The sale is part of the government’s attempt to deregulate Japan’s power generation market as well as raise funds to shore up public finances. According to reports, the privatization could go ahead as early as this month (September). The government is thought to be putting pressure on Japan’s nine private utilities, which own the remaining 17 per cent of J-Power, to sell their stakes. J-Power is Japan’s fifth largest utility and the privatization could have a big impact on deregulation, which has been slow. J-Power has a mixture of coal and hydropower stations with a total generating capacity of 16 000 MW – seven per cent of the country’s total capacity.

Tokyo Electric Power Company (Tepco) is planning to sharply increase operation of conventional power plants in response to record heat and the impact of the nuclear facility at Mihama going off-line. Kansai Electric’s Mihama power plant in Fukui Prefecture suffered a fatal steam leak in the steam turbine building. As a result, Kansai Electric is to shutdown all of its nuclear power plants.

PLN awards boiler contract for delayed Taharan plant

Indonesia’s state electricity company, PT PLN has awarded a contract to an international consortium to supply boilers for the Taharan power project in south Sumatra. The order is valued at $118.3m.

Under the contract, the winning consortium, comprising Alstom Power Inc. of the USA; Marubeni Corp. of Japan; and PT Alstom Power Energy System Indonesia, will supply two circulating fluidized bed boilers (CFBs) for Taharan units 3 and 4. Each power plant will have an installed capacity of 100 MW.

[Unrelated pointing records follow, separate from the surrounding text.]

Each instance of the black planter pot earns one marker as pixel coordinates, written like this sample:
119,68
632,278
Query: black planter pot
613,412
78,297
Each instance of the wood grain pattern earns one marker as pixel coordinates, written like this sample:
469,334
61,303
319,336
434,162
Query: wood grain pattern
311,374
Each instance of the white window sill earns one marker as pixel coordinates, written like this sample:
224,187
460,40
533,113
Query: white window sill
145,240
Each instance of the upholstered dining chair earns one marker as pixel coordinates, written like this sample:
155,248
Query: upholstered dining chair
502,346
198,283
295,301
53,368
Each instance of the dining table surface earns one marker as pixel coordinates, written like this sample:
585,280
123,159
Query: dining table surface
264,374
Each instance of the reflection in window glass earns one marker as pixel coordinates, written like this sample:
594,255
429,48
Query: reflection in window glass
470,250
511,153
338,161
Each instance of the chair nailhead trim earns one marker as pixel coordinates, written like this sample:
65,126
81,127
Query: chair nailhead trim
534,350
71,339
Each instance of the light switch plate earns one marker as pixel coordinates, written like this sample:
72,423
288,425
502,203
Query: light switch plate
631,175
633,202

The construction of Taharan units 3 and 4 was scheduled to start before the end of last year and completed by the end of 2006 but PLN was forced to delay the construction because the Japan Bank for International Cooperation (JBIC) was unable to complete the evaluation of the tenders by the end of last year. The delay means the plants will come on line in 2007 and 2008 for units 4 and 3, respectively.

Huaneng gains approval for power projects

Huaneng Power International has obtained approvals from the State Council regarding its project proposals for Yingkou Power Plant Phase II and Qinbei Power Plant Phase 2.

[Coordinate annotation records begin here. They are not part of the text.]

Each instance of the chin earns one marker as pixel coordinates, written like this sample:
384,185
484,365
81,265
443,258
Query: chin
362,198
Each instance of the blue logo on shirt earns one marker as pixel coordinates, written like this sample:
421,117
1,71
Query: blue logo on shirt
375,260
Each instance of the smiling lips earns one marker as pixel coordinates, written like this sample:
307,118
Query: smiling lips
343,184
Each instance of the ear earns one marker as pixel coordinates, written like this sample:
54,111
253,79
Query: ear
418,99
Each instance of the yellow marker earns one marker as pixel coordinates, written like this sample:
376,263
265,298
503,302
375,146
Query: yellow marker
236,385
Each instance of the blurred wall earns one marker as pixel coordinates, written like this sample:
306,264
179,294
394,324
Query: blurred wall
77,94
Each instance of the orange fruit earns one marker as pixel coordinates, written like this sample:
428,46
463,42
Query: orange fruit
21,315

Yingkou Phase 2 , located in Yingkou City, Liaoning Province, will involve the construction of two 600 MW domestic supercritical coal fired units and associated flue gas desulphurization facilities. The project will cost an estimated RMB4.5bn ($543m), based on 2002 price levels. Qinbei Phase 2, located in Jiyuan City in Henan Province, will also involve the construction of a 600 MW supercritical unit and FGD facilities.

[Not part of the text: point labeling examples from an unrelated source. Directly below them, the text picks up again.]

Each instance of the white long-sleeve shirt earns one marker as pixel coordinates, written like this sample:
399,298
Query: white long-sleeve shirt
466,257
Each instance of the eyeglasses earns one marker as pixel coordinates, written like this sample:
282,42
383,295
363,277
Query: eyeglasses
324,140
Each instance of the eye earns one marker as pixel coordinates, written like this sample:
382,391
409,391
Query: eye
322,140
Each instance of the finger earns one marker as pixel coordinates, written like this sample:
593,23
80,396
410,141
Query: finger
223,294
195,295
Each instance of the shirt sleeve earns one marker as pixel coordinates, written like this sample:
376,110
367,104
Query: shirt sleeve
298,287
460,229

At the same time of gaining approvals for these projects, Huaneng Power also gained approval of a feasibility study for Taicang Phase 2. The project, located in Jiangsu Province, would be the same size as the Yingkou and Qinbei projects.

Huaneng Power owns plant with a total generating capacity of 18 832 MW. It also recently signed letters of intent with China Huaneng Group with respect to proposed acquisitions of equity interests in two power companies in Sichuan Province and Gansu Province.

Morgan Stanley has signed a letter of intent to buy into 11 power projects in northeast China for $278.11m.

First GE Frame 9FA gas turbine assembled in China

The first GE Frame 9FA gas turbine to be assembled in China under a technology transfer agreement between GE and Harbin Power Equipment Company (HPEC) has been shipped from HPEC’s manufacturing factory in Qin Huang Dao, Heibei Province, China.

The turbine is the first of 13 GE Energy F technology machines supplied for China’s Gas Turbine Power Plants Construction Project. All 13 units are scheduled to be shipped over the next 15 months and will generate a total of 4500 MW for China’s electric power grid in the Shanghai area.

The first Frame 9FA is being shipped to Zhejiang Banshan power plant in Zhejiang Province.

John Rice, president and chief executive officer of GE Energy said: “The successful assembly and delivery of the first 9FA gas turbine represents the partnership we are building with HPEC…” Zhao Kefei, president of HPEC noted: “This product has certainly created a significant milestone in China’s energy industry.”

When completed later this year, the HPEC Qin Huang Dao facility will also include the GE-HPEC Energy Service Company, a joint venture formed in February to provide repair and field services for GE 9FA turbines in China.